[Buddha-l] Re: Nirvana si, bodhi no!

Richard Nance richard.nance at gmail.com
Wed May 18 10:59:24 MDT 2005

On 5/18/05, curt <curt at cola.iges.org> wrote:

> This is a bit of a tangent, but here goes. First lets agree (1) that the
> Buddha
> was awake (I'll use awake instead of enlightened because I'm sick and
> tired of all that damned giggling) and (2) that several of his students also
> became awake because of his teaching - and (3) that their awakening was of
> the same nature as the Buddha's. If those three conditions hold, then we
> have
> an exponential growth function on our hands.
> If the Buddha's students had the same kind of awakening as the Buddha - ie,
> one that enabled the awakened one to teach others and cause them to awaken,
> then we should all be awakened by now! And I am not talking "original
> enlightenment" here - I'm talking anuttara samyak samfreakingbodhi.
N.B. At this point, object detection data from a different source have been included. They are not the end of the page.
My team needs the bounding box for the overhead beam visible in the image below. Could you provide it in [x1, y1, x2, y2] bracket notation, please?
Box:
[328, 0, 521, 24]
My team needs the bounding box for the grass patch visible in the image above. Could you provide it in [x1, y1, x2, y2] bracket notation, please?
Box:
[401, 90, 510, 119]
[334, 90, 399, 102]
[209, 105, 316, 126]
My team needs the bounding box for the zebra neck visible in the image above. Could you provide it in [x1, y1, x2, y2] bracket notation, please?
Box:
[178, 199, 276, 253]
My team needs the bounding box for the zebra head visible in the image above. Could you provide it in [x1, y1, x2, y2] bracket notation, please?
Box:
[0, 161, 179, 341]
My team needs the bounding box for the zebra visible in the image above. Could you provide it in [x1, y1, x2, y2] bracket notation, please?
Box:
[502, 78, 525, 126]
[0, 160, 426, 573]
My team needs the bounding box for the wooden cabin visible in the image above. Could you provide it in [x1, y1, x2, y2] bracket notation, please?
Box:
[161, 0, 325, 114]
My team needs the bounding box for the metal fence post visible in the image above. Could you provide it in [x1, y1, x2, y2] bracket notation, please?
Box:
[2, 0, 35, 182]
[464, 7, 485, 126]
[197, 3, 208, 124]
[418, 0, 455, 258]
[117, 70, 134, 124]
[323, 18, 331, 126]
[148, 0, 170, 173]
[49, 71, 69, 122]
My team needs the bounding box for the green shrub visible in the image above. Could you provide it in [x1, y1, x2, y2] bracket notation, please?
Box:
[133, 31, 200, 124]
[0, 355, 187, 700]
I don't see why this conclusion follows from the premises you've
adduced. If a person has been brought to awakening and has also
(perhaps thereby) been equipped with the capacity to bring others to
awakening, this doesn't entail that others will, on listening to
his/her teaching, inevitably be brought to awakening. Buddhas are
typically portrayed not as *compelling* the awakening of others, but
as *inviting* others to engage in particular practices. These
practices, it is claimed, will, if followed assiduously, one day lead
one to the attainment of awakening. But practice of the Buddhist path
takes significant time, commitment, and effort, and people are often
distracted and lazy. Some aren't, of course, but many are -- and
there's no obvious reason to assume that the number of lazy people
will decrease with each passing generation.